Court Opinion

ID: 5349945
Source: CourtListenerOpinion
Date Created: 2022-01-08 06:35:12.020495+00
Date Added: 2024-06-11T08:29:43.017666
License: Public Domain

Untermyer, J.
The deceased, whose executors are the respondents on this appeal, died on November 8, 1929. At the time of his death he was the owner of certain real property in the borough of Manhattan, subject to a mortgage of $42,500 maturing on January 1, 1931. On December 10, 1930, the mortgage was assigned to the petitioner pursuant to an agreement whereby it was extended to January 5, 1934, and the executors assumed liability for the mortgage debt on behalf of the estate. The mortgage as thus extended continued as an open mortgage until August 26, 1935, at which time the petitioner commenced an *307action to foreclose, which resulted in a sale of the premises and a deficiency judgment of $506.25 against the respondents as executors.
Attempts to collect upon the deficiency judgment revealed that the executors had distributed all the assets of the estate. In July, 1934, they had filed with the surrogate of New York county an account of their proceedings and a supplemental account in January, 1935. A final decree approving their accounts and discharging the executors was made on February, 25,1935. In March, 1935, the executors, pursuant to' the decree, delivered all the assets of the estate to Cathedral Corporation, which, with the exception of the petitioner, was its sole creditor. No notice of the accounting or of the application for a decree discharging the executors was given to the petitioner.
In December, 1936, the petitioner moved for an order vacating the decree settling the executors’ accounts, permitting the petitioner to file its claim and to surcharge the executors with the amount due. The motion was denied by the surrogate upon the ground that the petitioner as a contingent creditor had not, within the time prescribed for the submission of claims or before distribution of the estate, filed a claim in accordance with section 207 of the Surrogate’s Court Act.
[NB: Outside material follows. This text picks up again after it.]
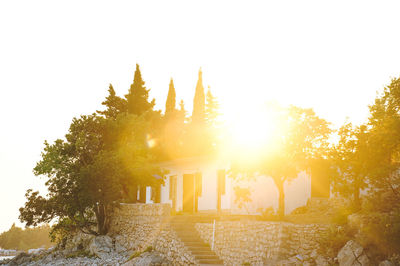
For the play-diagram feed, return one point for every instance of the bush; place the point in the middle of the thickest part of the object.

We think that section 207 does not apply to a claim which has not been incurred by the deceased but is the direct obligation of the executors. This must be so because section 207 refers only to contingent or unliquidated claims existing “ at the death of any person.” It must also be so because, as would appear to be the situation here, the liability incurred by the executors may not have been created until after the time had expired within which claims are required to be submitted in accordance with section 207. Furthermore, there would ordinarily be no necessity for the filing of a claim which the executors have incurred, since the publication of the notice specified in section 207 would furnish no defense to the executors where they have actual knowledge of the liability. (Matter of Gill, 199 N. Y. 155; Matter of Recknagel, 148 App. Div. 268.) For these reasons we conclude that section 207 is not applicable here.
If this be so, then the only question which remains is whether the executors were justified in distributing without making any provision for the petitioner’s claim because it is a contingent hability. We think that effectually to protect themselves, the executors, who had knowledge of the existence of the hability, should have cited the petitioner in the same way that any other creditor was entitled to be cited in the proceedings for the distribution of the estate. In this way the extent of their liability to the petitioner could *308have been determined and the petitioner would have been afforded an opportunity to establish its claim. “ Whether the claim of a creditor be contingent or absolute, he is entitled to his day in court, on the question of the distribution of the assets of the estate. The mere fact that a claim against an estate is unliquidated, conditional or contingent, does not vary the essential basic fact that it is nevertheless a claim, and that the rights of the individual holding it are those of a creditor in the ordinary sense. These rights the fiduciary can knowingly disregard only at his peril.” (Matter of Shafran, 143 Misc. 754.) Otherwise it might result that the estate would be distributed, as appears to have occurred here, without affording a contingent creditor any opportunity to prove his claim.
It does not follow, however, that the respondents should be surcharged with the amount of the petitioner’s unpaid claim, for it may be that the assets of the estate were insufficient to satisfy its liabilities in full, nor does it follow that the deficiency judgment entered April 23, 1936, represents the reserve which the surrogate would have required to be provided in February, 1935, if the executors had cited the petitioner. Consequently the matter should be remitted to the surrogate to determine the amount of the contingent liability of the estate, if any, as of February, 1935, and to surcharge the respondents only for the pro rata amount which the petitioner would have been entitled to receive on the distribution of the estate.
The order appealed from should be modified by vacating the final decree settling the account of the proceedings of the respondents and the matter remitted to the surrogate for action in accordance with this opinion, and as so modified affirmed, with twenty dollars costs and disbursements to the appellant.
Martin, P. J., O’Malley and Townley, JJ., concur; Glennon, J., dissents and votes to affirm.
Order modified by vacating the final decree settling the account of the proceedings of the respondents and remitting the matter to the Surrogate’s Court for further action in accordance with opinion, and as so modified affirmed, with twenty dollars costs and disbursements to the appellant.